A certa altura do diário ele comenta que está lendo o best-seller de 1894 Trilby, de autoria de George Du Maurier, sobre uma jovem cantora, Trilby O’Farrell, e de sua posse pelo mesmerista Svengali. “Gostei muito de algumas partes”, escreveu Holmes.
Em outra parte do diário, Holmes apelava para o coração.
Uma anotação, de 16 de maio de 1895: “Meu aniversário. Tenho 34 anos. Fico imaginando se, como em anos anteriores, minha mãe me escreverá...”
Em outra anotação, ele descreve uma visita de sua última mulher, Georgiana Yoke: “Ela tem sofrido e, apesar de tentar heroicamente esconder de mim, não adiantou; e, nos poucos minutos que levei para lhe dizer adeus novamente, saber que ela ia para o mundo levando um fardo tão pesado me causou mais sofrimento do que qualquer luta mortal jamais causaria.
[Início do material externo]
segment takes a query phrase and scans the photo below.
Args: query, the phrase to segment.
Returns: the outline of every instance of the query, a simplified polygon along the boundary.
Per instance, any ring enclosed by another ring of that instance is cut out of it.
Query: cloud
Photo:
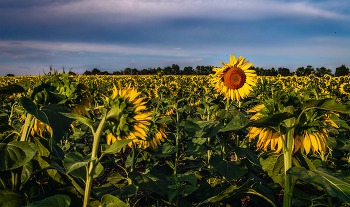
[[[9,0],[5,2],[5,7],[0,9],[0,17],[12,17],[12,20],[7,20],[9,22],[79,22],[83,25],[109,23],[112,26],[145,22],[157,24],[169,19],[191,18],[261,20],[280,17],[304,21],[305,18],[349,20],[349,16],[339,12],[339,8],[332,7],[338,5],[339,1],[327,1],[329,7],[325,7],[325,3],[278,0],[50,0],[45,1],[46,3],[34,1],[22,6],[18,6],[18,0],[15,3]],[[13,8],[6,5],[13,5]]]

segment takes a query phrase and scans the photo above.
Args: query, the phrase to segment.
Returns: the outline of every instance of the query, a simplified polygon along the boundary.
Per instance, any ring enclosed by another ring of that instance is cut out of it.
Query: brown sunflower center
[[[246,82],[246,75],[240,68],[230,68],[224,75],[224,83],[230,89],[240,89]]]

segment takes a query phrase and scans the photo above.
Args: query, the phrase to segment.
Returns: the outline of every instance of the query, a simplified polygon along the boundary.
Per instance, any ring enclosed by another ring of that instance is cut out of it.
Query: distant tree
[[[281,74],[281,76],[290,76],[290,70],[288,68],[278,68],[278,74]]]
[[[304,76],[304,73],[305,73],[305,68],[304,67],[299,67],[295,71],[295,75],[297,75],[297,76]]]
[[[110,73],[108,71],[101,71],[99,73],[97,73],[97,75],[110,75]]]
[[[113,71],[112,75],[121,75],[120,71]]]
[[[328,75],[333,75],[333,74],[332,74],[332,70],[331,70],[331,69],[327,69],[327,68],[325,68],[325,67],[316,68],[315,75],[316,75],[317,77],[322,77],[322,76],[324,76],[324,75],[326,75],[326,74],[328,74]]]
[[[9,74],[7,74],[6,76],[7,76],[7,77],[10,77],[10,76],[15,76],[15,75],[14,75],[14,74],[9,73]]]
[[[184,67],[183,74],[184,75],[192,75],[194,72],[193,68],[191,66]]]
[[[163,68],[164,75],[172,75],[172,68],[170,66],[166,66]]]
[[[271,74],[271,76],[276,76],[276,75],[278,75],[278,71],[274,67],[272,67],[270,69],[270,74]]]
[[[98,75],[99,73],[101,73],[101,71],[99,69],[97,69],[97,68],[94,68],[91,71],[91,75]]]
[[[131,75],[131,68],[125,68],[123,73],[124,75]]]
[[[140,73],[140,71],[137,70],[137,68],[131,69],[131,75],[140,75],[139,73]]]
[[[148,75],[148,70],[146,68],[140,70],[140,75]]]
[[[149,75],[156,75],[157,70],[155,68],[147,68]]]
[[[92,75],[90,70],[86,70],[83,75]]]
[[[335,76],[343,76],[349,74],[349,68],[346,67],[345,65],[342,65],[340,67],[337,67],[335,69]]]
[[[157,75],[164,74],[164,71],[163,71],[163,69],[162,69],[161,67],[158,67],[158,68],[156,69],[156,71],[157,71]]]
[[[180,66],[177,64],[171,65],[172,75],[180,75]]]
[[[314,73],[315,73],[315,69],[311,65],[306,66],[304,76],[314,74]]]

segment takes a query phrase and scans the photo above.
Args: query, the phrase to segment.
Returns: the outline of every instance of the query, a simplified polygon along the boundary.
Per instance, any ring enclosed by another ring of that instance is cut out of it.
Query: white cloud
[[[20,9],[27,21],[45,22],[49,19],[83,22],[141,23],[168,18],[205,19],[264,19],[264,18],[324,18],[349,20],[349,16],[337,11],[339,1],[327,1],[330,5],[309,1],[284,2],[279,0],[84,0],[62,5],[45,5],[30,10]],[[335,2],[335,3],[333,3]],[[333,5],[333,6],[332,6]],[[331,8],[331,9],[328,9]],[[16,8],[17,9],[17,8]],[[13,10],[2,11],[7,16]],[[1,16],[1,15],[0,15]],[[44,18],[43,18],[44,17]]]
[[[146,19],[159,17],[256,19],[275,16],[347,18],[345,15],[328,11],[326,8],[318,8],[316,5],[306,1],[283,2],[278,0],[86,0],[55,8],[77,14],[103,14],[104,16],[117,14],[128,19],[137,19],[137,17]]]

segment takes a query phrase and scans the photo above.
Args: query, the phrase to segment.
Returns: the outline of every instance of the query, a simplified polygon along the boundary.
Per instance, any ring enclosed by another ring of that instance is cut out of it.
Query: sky
[[[50,66],[350,67],[349,0],[0,0],[0,76]]]

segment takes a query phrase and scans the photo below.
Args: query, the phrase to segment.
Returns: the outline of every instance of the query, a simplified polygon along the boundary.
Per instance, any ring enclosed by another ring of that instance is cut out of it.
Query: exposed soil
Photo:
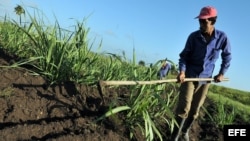
[[[14,58],[0,51],[0,66]],[[130,141],[121,117],[94,122],[112,100],[119,96],[122,103],[127,93],[125,88],[106,89],[103,103],[97,86],[66,82],[48,87],[25,69],[0,68],[0,140]],[[222,131],[199,120],[190,133],[191,141],[223,140]],[[168,136],[166,131],[165,140]],[[138,132],[134,140],[145,139]]]

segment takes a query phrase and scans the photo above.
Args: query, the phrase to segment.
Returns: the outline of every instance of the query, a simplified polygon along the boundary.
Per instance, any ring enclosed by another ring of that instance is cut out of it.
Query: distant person
[[[192,32],[186,41],[179,58],[180,85],[179,101],[175,118],[179,126],[174,127],[171,141],[181,138],[189,141],[189,129],[198,118],[200,107],[204,104],[210,81],[185,82],[185,78],[212,78],[215,62],[221,56],[218,74],[214,82],[221,82],[232,59],[231,46],[227,35],[215,28],[217,10],[212,6],[203,7],[199,16],[199,30]]]
[[[164,79],[171,69],[171,64],[167,61],[167,59],[161,61],[161,68],[158,72],[159,79]]]

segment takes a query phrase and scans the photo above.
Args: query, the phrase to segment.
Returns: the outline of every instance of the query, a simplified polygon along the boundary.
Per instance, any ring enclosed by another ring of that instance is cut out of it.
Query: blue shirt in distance
[[[171,69],[171,64],[168,63],[167,61],[163,61],[162,66],[159,70],[159,74],[158,74],[160,79],[163,79],[164,77],[166,77],[170,69]]]

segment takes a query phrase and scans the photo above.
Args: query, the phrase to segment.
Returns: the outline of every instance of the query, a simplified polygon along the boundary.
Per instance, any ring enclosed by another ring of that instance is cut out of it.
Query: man
[[[168,72],[171,69],[171,64],[167,62],[167,59],[161,61],[161,68],[158,72],[159,79],[162,80],[168,75]]]
[[[188,36],[179,58],[177,80],[181,85],[175,111],[178,126],[174,127],[171,136],[173,141],[178,141],[179,137],[189,141],[188,131],[199,115],[211,83],[185,82],[185,78],[212,78],[215,62],[221,54],[220,70],[214,76],[214,82],[221,82],[232,59],[227,35],[214,27],[217,10],[212,6],[203,7],[196,19],[199,21],[200,29]]]

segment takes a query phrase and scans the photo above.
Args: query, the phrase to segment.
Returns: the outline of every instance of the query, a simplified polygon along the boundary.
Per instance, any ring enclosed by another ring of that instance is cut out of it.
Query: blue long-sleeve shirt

Todos os dias, enquanto não souber que ela está segura e protegida contra danos e aborrecimentos, será a morte em vida para mim.”
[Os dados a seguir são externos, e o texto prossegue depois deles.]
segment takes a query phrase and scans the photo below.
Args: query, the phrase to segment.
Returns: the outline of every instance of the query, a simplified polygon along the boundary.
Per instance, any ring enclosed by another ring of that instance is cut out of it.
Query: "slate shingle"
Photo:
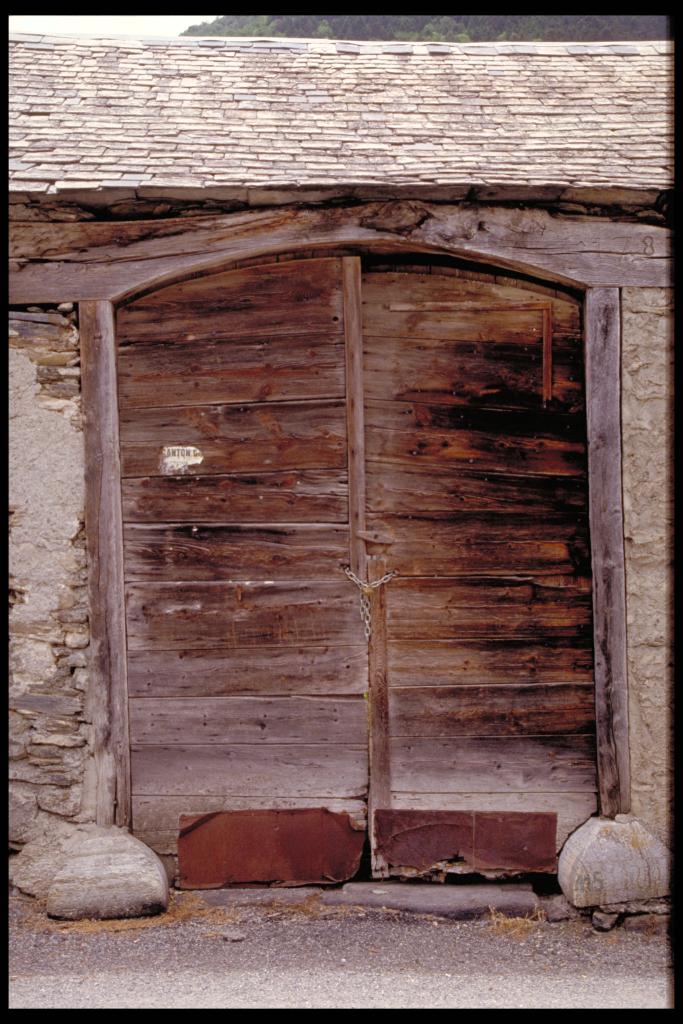
[[[10,188],[22,193],[74,179],[90,188],[672,184],[666,42],[16,34],[10,53]]]

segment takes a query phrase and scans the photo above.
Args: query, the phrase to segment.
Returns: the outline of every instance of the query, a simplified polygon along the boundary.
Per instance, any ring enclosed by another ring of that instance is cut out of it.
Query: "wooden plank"
[[[554,339],[553,409],[583,409],[582,349],[580,337]],[[368,398],[539,409],[543,360],[538,342],[366,336],[365,376]]]
[[[186,445],[202,455],[190,475],[346,468],[344,406],[334,401],[125,409],[121,441],[123,476],[177,476],[162,448]]]
[[[269,263],[191,278],[123,306],[117,316],[121,342],[240,341],[308,334],[340,337],[339,260]]]
[[[579,417],[373,400],[365,420],[372,462],[559,476],[586,471]]]
[[[553,398],[553,361],[554,361],[554,339],[553,339],[553,311],[552,306],[543,310],[543,405],[550,404]]]
[[[389,717],[396,738],[589,734],[595,698],[591,683],[403,687]]]
[[[129,583],[126,593],[129,650],[363,642],[357,597],[343,578],[310,584]]]
[[[366,742],[362,697],[131,698],[135,746]]]
[[[411,810],[523,811],[557,814],[557,850],[597,810],[594,792],[571,793],[399,793],[395,807]]]
[[[126,580],[329,580],[348,552],[345,525],[124,528]]]
[[[581,644],[581,646],[579,646]],[[590,683],[590,636],[523,640],[391,640],[387,647],[390,687],[492,686],[520,682]],[[131,668],[129,686],[131,685]]]
[[[130,762],[113,309],[108,302],[84,302],[79,319],[95,817],[98,825],[126,827]]]
[[[122,481],[123,518],[159,522],[344,523],[344,470],[305,469],[226,476],[133,477]]]
[[[347,647],[131,651],[131,697],[226,697],[238,694],[363,694],[365,643]]]
[[[165,328],[162,321],[156,342],[119,350],[119,398],[128,408],[344,397],[341,333],[185,341]]]
[[[581,307],[569,295],[524,281],[503,283],[490,271],[469,278],[462,272],[451,275],[448,270],[439,266],[414,266],[402,271],[370,268],[363,275],[366,332],[449,341],[486,337],[512,340],[518,336],[527,341],[540,340],[541,307],[548,304],[553,309],[558,336],[576,336],[581,331]],[[474,335],[468,338],[470,330]]]
[[[170,829],[145,829],[145,830],[132,830],[133,835],[136,839],[139,839],[145,846],[149,846],[150,850],[154,850],[159,857],[170,858],[170,868],[166,870],[171,872],[172,877],[175,879],[178,876],[178,829],[171,831]],[[168,864],[168,861],[166,862]]]
[[[350,568],[367,579],[365,531],[365,384],[360,260],[344,260],[346,331],[346,414],[349,452]],[[350,585],[353,585],[350,582]],[[356,600],[360,601],[360,592]],[[371,633],[368,637],[368,820],[373,877],[386,875],[386,863],[375,842],[374,809],[389,806],[389,714],[386,675],[386,609],[380,590],[370,596]]]
[[[348,797],[320,798],[323,802],[318,806],[329,811],[344,812],[350,815],[359,830],[365,828],[367,807],[365,801]],[[248,811],[263,808],[310,807],[308,796],[224,796],[208,793],[193,793],[183,796],[134,796],[133,797],[133,830],[138,833],[147,830],[159,830],[178,833],[178,818],[181,814],[210,814],[212,811]]]
[[[601,813],[630,809],[619,292],[586,295],[586,406]]]
[[[590,593],[552,577],[394,580],[387,597],[392,640],[585,638]]]
[[[374,566],[376,578],[386,572],[380,560]],[[386,585],[385,585],[386,586]],[[391,807],[391,753],[389,724],[389,683],[387,676],[387,604],[385,586],[376,587],[370,595],[372,635],[368,643],[368,675],[370,680],[369,744],[370,791],[368,817],[373,878],[386,878],[388,866],[376,845],[374,810]]]
[[[535,576],[556,576],[558,573],[579,571],[585,573],[588,547],[581,539],[564,541],[503,540],[487,543],[461,541],[457,531],[439,530],[438,539],[449,533],[454,537],[452,547],[435,542],[426,548],[418,537],[396,540],[388,548],[378,542],[377,548],[386,553],[392,566],[401,576],[509,576],[511,573]],[[375,545],[368,544],[370,564],[374,561]]]
[[[494,512],[372,516],[365,536],[371,562],[386,558],[401,576],[590,576],[587,525],[576,516]]]
[[[342,261],[346,339],[346,430],[349,478],[349,553],[352,572],[365,579],[365,421],[360,260]]]
[[[522,272],[542,268],[545,277],[590,287],[671,282],[671,232],[664,227],[629,224],[624,230],[606,218],[596,223],[538,209],[420,203],[414,227],[403,222],[392,230],[387,210],[394,206],[288,206],[196,220],[19,223],[10,234],[20,253],[11,266],[10,302],[118,300],[229,260],[335,244],[483,257]]]
[[[365,744],[203,744],[131,749],[133,793],[183,796],[361,798],[368,781]]]
[[[455,473],[435,472],[433,466],[398,466],[373,462],[368,466],[370,512],[414,515],[439,512],[527,512],[542,520],[555,512],[587,512],[586,481],[581,477],[528,476],[501,471],[478,472],[458,466]]]
[[[395,793],[596,789],[592,736],[392,738],[391,764]],[[394,803],[405,806],[398,797]]]

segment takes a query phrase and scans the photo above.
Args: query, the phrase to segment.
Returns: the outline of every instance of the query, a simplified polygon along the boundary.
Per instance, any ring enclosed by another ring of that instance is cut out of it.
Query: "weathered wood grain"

Da cela, Holmes escreveu também uma longa carta para Carrie Pitezel, produzida de maneira que mostra que ele tinha consciência de que a polícia lia sua correspondência. Insistia na versão de que Alice, Nellie e Howard estavam com “a srta. W.” em Londres, e que se a polícia apurasse direito o mistério das crianças seria resolvido. “Fui cuidadoso com as crianças como se fossem meus próprios filhos, e você me conhece o suficiente para me julgar melhor do que um estranho. Ben não faria nada contra mim, nem eu contra ele, mais do que se fôssemos irmãos. Nós nunca discutimos. Repito, ele era valioso demais para mim para que eu o matasse, tivesse ou não outro motivo. Quanto às crianças, jamais acreditarei, até que você mesma me diga, que você acha que elas estão mortas ou que eu tenha feito qualquer coisa para matá-las. Conhecendo-me como você me conhece, dá para me imaginar matando crianças pequenas e inocentes, especialmente sem qualquer motivo?”6
Explicou a ausência de cartas dos meninos. “Eles sem dúvida escreveram cartas, que a srta. W., para sua própria segurança, reteve.”
Holmes lia os jornais diários com atenção. Estava claro que a diligência do detetive tinha dado pouco resultado. Holmes não tinha dúvida de que Geyer logo seria forçado a encerrar sua busca e voltar para a Filadélfia.
Essa possibilidade era extremamente agradável.